Zay

Regions with significant populations
- Ethiopia: 17,884 (2007)

Languages
- Zay, Amharic

Religion
- Ethiopian Orthodox Tewahedo

Related ethnic groups
- Wolane, Silt'e, Harari

= Zay people =

Ethnic minority inhabit in central Ethiopia

The Zay are a small ethnic group in Ethiopia. They live on the islands of Lake Zway, south of Addis Ababa, and engage mainly in fishing.
The Oromo refer to the Zay as Laqi meaning “stirrer” or “paddler”. When the Oromo first saw the Zay on their boats they did not know what they were doing and knew only the stirring motion they made with their paddles.
The Zay language belongs to the Semitic branch of the Afroasiatic family. It is closely related to the Silte, Harari, and Wolane languages. The Zay belong to the Ethiopian Orthodox Tewahedo Church.

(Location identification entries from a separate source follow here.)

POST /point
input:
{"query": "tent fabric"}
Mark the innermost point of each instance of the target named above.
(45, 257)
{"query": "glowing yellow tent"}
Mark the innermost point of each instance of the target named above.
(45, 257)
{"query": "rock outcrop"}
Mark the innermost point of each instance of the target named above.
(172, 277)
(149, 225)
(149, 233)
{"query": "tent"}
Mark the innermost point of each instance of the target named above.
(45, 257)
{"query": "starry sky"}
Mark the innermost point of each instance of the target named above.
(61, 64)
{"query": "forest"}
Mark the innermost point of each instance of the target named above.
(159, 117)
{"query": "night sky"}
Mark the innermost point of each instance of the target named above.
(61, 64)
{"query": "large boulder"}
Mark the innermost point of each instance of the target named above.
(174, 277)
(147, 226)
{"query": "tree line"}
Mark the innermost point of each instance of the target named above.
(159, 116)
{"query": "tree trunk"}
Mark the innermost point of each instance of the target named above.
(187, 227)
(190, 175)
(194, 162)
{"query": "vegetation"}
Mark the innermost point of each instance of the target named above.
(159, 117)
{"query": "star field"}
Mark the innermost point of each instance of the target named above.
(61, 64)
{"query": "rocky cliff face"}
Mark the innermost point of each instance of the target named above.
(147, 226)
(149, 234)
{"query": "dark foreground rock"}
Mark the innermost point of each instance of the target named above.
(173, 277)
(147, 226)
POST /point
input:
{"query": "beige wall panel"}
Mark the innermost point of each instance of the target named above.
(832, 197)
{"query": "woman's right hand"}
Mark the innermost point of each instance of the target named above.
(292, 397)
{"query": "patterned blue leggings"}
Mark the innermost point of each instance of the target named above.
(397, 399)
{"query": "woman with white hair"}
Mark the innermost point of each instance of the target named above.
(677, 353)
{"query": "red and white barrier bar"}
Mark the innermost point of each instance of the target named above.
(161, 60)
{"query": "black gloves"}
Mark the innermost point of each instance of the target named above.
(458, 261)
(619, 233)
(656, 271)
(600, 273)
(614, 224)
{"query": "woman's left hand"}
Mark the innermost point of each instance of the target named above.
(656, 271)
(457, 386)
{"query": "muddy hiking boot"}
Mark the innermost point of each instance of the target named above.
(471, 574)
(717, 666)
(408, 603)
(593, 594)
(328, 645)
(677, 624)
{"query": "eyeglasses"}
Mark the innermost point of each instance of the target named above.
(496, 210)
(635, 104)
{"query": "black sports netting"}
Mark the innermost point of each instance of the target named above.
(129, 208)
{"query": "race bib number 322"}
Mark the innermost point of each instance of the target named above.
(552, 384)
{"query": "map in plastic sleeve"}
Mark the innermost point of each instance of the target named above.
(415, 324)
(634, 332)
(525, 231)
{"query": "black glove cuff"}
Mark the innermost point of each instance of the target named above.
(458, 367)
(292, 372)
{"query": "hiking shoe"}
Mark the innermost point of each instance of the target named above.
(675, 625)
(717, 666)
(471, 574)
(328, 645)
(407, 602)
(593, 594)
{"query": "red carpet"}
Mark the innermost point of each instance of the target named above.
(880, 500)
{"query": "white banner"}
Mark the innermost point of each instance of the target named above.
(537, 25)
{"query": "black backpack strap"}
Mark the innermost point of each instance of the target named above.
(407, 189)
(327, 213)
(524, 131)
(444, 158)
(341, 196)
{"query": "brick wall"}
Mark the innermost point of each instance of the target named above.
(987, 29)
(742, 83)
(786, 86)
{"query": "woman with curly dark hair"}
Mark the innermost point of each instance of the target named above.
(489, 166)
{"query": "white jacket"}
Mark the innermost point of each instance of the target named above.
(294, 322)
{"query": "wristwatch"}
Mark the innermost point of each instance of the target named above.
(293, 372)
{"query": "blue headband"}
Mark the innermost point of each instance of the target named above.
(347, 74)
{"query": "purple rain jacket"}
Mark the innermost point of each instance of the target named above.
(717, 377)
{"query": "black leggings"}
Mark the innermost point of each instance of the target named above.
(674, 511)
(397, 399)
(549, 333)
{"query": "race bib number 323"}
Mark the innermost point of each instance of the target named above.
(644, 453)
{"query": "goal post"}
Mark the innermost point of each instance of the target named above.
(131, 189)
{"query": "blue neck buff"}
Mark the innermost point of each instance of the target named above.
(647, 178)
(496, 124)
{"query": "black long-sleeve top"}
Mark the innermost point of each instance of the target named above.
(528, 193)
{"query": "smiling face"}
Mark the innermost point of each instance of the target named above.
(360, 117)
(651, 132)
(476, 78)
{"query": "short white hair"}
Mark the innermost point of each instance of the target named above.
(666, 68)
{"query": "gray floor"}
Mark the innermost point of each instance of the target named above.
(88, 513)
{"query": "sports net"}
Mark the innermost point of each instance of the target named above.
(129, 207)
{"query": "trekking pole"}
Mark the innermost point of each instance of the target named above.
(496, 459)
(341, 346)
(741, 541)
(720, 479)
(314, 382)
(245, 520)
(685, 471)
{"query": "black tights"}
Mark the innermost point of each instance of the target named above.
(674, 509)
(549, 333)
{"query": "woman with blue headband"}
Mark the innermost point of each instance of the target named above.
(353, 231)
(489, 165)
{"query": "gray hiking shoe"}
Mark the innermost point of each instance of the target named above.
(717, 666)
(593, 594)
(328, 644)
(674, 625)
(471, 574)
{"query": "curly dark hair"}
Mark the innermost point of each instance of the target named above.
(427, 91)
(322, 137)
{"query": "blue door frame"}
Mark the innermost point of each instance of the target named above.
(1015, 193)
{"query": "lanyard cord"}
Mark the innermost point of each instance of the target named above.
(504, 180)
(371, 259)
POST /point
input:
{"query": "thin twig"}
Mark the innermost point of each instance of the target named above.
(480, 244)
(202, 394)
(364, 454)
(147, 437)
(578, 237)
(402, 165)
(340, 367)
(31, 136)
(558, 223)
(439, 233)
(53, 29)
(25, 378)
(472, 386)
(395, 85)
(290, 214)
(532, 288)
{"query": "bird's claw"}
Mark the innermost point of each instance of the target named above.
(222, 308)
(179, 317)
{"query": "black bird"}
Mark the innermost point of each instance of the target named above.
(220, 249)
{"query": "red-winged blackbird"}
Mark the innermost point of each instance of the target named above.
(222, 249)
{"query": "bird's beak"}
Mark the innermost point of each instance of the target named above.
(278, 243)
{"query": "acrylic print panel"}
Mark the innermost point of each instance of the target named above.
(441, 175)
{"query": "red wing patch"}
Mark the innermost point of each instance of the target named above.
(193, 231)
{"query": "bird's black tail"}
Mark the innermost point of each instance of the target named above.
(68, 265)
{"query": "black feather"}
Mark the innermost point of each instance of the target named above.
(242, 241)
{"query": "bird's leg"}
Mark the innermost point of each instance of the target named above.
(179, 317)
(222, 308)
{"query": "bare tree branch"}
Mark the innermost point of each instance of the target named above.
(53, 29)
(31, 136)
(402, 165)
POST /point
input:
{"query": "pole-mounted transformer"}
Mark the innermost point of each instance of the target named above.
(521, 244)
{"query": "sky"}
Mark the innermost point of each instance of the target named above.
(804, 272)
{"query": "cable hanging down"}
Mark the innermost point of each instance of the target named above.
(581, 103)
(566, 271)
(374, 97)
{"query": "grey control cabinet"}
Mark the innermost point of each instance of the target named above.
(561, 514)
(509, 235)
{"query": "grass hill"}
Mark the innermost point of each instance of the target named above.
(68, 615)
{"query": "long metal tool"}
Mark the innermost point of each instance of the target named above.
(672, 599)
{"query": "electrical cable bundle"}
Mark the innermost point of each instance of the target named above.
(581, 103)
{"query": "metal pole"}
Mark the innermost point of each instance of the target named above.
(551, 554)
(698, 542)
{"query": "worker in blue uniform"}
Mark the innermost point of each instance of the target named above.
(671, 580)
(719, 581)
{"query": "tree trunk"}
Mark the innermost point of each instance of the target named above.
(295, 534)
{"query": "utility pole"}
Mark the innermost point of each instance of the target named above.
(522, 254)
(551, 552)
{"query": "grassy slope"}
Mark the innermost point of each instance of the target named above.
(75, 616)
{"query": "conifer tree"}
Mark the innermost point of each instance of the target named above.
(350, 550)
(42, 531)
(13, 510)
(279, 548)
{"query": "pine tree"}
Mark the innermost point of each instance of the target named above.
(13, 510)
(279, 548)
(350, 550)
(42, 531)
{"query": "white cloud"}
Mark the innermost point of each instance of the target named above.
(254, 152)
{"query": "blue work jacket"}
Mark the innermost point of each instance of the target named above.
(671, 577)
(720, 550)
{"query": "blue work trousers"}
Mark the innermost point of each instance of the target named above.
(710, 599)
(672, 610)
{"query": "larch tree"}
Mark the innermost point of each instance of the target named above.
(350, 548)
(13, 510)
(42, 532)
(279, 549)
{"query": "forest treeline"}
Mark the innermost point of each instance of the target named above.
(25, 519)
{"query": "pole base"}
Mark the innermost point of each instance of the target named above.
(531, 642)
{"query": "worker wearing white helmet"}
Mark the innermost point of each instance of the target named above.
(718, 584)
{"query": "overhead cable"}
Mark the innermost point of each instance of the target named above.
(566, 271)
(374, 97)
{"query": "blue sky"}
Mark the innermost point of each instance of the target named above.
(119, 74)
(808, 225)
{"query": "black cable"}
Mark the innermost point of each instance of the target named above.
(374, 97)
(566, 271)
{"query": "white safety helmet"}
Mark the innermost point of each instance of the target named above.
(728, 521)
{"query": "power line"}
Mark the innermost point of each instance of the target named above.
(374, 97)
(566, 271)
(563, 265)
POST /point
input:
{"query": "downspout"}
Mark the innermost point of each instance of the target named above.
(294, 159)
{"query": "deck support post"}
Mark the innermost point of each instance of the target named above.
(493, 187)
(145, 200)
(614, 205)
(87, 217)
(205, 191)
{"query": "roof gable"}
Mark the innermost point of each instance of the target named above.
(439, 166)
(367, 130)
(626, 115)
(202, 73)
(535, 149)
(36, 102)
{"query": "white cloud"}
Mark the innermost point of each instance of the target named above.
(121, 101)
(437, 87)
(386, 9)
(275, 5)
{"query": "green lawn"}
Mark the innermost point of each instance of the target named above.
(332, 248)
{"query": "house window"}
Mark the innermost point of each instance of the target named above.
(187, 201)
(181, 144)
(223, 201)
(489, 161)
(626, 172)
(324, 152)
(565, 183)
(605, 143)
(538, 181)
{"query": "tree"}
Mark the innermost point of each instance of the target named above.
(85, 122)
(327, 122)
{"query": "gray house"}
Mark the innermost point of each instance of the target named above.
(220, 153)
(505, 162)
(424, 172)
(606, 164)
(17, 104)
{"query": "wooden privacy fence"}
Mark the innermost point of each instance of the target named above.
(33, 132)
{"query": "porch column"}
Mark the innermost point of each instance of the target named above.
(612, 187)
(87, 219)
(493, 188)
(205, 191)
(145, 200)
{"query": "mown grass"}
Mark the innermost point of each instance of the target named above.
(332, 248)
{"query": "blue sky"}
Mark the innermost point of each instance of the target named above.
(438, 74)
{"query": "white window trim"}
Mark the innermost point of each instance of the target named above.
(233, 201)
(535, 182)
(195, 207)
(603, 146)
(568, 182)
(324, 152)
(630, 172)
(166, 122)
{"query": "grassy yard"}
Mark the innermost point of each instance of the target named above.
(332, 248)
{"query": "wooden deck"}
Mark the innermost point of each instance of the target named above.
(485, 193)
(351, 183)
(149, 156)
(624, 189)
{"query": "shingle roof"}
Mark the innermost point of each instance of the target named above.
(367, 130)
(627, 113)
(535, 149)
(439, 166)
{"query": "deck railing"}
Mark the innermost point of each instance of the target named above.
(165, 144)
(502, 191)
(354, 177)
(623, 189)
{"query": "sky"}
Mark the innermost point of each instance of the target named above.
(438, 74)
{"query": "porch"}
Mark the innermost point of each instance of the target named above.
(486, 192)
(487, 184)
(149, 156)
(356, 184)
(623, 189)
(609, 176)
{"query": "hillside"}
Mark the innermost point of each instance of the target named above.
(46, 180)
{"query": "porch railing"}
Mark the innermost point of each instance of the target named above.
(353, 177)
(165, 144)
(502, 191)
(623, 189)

Local tradition suggests that the Zay people comprise three streams of people that populated the islands of Lake Ziway between the early 9th and the mid-17th centuries. It is believed that the
Zay people spoke the ancient Harla language.

The Zay economy is mainly based on subsistence agriculture and traditional fishing. The Zay people cultivate maize, sorghum, finger millet, teff, pepper and barley, and raise cattle, goats, sheep, donkeys and chicken. Island dwellers use papyrus boats for transport, while those on the shore use donkeys and horses.

Common health issues include malaria, schistosomiasis, diarrhoea and respiratory diseases. The Zay people generally have limited access to modern health care and primarily rely on medicinal plants, although (as elsewhere in the country) environmental and cultural factors threaten both medicinal plants and traditional medical knowledge.